The writer of Psalm 119, however, employs a different strategy:
“The insolent smear me with lies, but with my whole heart I keep your precepts.” (Psalm 119:69)
Say what, Psalmist? That sounds more like a NON-strategy.

In addition, it’s a bit of a non sequitur. The first statement seems to have little or nothing to do with the second. It certainly doesn’t seem to follow logically or naturally from it.

Could it be that the two clauses are not connected at all? Maybe, except that the translators of almost every conceivable version of the English Bible pair the two statements consistently, almost always in the same sentence. 

So that explanation won’t do.

Well, much of Hebrew wisdom literature is structured by way of contrasting statements, restatements or amplifications of one’s initial proposition. So perhaps the writer intends to establish a contrast, or a series of contrasts: insolence vs. wholehearted faithfulness, smearing others vs. obedience, lies vs. precepts. Maybe lies vs. wholeheartedness. Or possibly he’s trying to set a general attitude of aggressive, active harassment against the concept of humble dependence.

Could be.

But if we assume that the second statement actually follows from the first, which I believe it does, the Psalmist’s reaction to being smeared here is, well, more of a … non-reaction.

Perhaps it has something to do with this. Speaking of the Lord Jesus, Matthew says:
“… when he was accused by the chief priests and elders, he gave no answer. Then Pilate said to him, ‘Do you not hear how many things they testify against you?’ But he gave him no answer, not even to a single charge, so that the governor was greatly amazed.” (Matthew 27:12-14)
Fair enough. If declining to respond in kind was the Lord’s strategy when falsely accused over and over, we can be fairly sure it was an appropriate one.

And if we are tempted to think that the Lord, being perfect, was capable of exercising self-control in ways that we frequently are not … well, that’s certainly true. And yet Peter gives this instruction to believers generally: “Do not repay evil for evil or reviling for reviling, but on the contrary, bless, for to this you were called, that you may obtain a blessing.”

The words “to this you were called” make it clear that the Psalmist’s response is actually normal, expected Christian behavior.
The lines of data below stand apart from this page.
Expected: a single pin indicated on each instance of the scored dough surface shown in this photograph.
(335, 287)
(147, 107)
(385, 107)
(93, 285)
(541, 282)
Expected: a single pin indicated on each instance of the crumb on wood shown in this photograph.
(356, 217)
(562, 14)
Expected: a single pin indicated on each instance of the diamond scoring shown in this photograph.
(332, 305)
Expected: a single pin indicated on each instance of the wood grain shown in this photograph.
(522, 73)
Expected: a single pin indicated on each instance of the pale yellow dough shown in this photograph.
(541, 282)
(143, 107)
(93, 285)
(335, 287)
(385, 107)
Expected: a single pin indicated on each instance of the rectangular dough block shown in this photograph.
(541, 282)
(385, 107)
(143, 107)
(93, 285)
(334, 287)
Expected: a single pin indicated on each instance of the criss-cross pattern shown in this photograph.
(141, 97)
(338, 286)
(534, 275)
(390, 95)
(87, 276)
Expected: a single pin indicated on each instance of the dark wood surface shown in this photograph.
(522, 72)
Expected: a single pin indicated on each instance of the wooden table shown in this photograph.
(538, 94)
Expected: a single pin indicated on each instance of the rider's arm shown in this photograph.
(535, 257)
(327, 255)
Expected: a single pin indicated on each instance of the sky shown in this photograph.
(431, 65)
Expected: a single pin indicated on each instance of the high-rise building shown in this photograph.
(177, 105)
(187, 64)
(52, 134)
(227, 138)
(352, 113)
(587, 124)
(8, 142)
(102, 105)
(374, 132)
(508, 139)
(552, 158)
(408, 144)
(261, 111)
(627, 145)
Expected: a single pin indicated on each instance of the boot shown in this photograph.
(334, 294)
And the apostle Paul agrees: “See that no one repays anyone evil for evil, but always seek to do good to one another and to everyone.”
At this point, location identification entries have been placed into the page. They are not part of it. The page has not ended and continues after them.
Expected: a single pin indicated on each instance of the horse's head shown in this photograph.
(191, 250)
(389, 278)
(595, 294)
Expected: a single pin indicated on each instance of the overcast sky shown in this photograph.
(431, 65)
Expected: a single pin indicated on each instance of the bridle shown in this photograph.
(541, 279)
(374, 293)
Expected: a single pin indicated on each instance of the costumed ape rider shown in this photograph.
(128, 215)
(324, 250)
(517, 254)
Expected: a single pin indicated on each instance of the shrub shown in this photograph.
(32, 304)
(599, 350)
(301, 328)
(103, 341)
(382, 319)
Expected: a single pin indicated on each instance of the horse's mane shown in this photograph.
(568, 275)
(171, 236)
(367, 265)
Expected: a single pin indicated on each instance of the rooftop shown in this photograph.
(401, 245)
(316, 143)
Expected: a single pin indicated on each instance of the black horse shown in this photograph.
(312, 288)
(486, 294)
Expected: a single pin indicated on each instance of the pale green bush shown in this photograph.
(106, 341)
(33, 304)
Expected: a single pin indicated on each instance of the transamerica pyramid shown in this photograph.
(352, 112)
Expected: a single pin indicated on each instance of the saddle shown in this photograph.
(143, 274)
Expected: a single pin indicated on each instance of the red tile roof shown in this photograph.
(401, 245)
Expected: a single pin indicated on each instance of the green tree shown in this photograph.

In our Psalm the writer enthused that “with my whole heart I keep your precepts”. What seems a bit of a non sequitur actually makes a lot of sense in light of the teaching found in the rest of God’s word and the example of the Lord Jesus. Because, under fire, and probably under great pressure to respond with an “eye for an eye”, the Psalmist has elected to pursue a response strategy in character with a Saviour he only knows from law, prophecy and the witness of the Jewish sacrificial system. The information we need to please God in the church age is there, too, for the believing Jew, if somewhat coded and fully entered into only by faith.

Which kind of does away with the natural, easy option, doesn’t it.

I’m afraid, for the believer, eHow’s list of strategies seems to be off the table.

There are a couple of reasons given for this. The most mercenary, some might say, is the incentive Peter adds to his instructions: “… that you may obtain a blessing”. But I’m not sure we can exactly call wanting to be blessed by God ‘mercenary’ in the traditional sense. Seems to me more like a combination of good common sense and the natural outcome of genuine belief.

The other incentive is laid out for us by Paul:
“Beloved, never avenge yourselves, but leave it to the wrath of God, for it is written, ‘Vengeance is mine, I will repay, says the Lord.’ To the contrary, ‘if your enemy is hungry, feed him; if he is thirsty, give him something to drink; for by so doing you will heap burning coals on his head.’ Do not be overcome by evil, but overcome evil with good.” (Romans 12:19-21)
It couldn’t be more counterintuitive or in more diametric opposition to my own nature, but according to Paul, here’s a five-point response plan for the believer:

1.      Never avenge yourself
2.      Leave it to the wrath of God
3.      Go out of your way to be kind to those who smear you
4.      Do not be overcome by evil
5.      Overcome evil with good

Now that’s how to fight a smear campaign!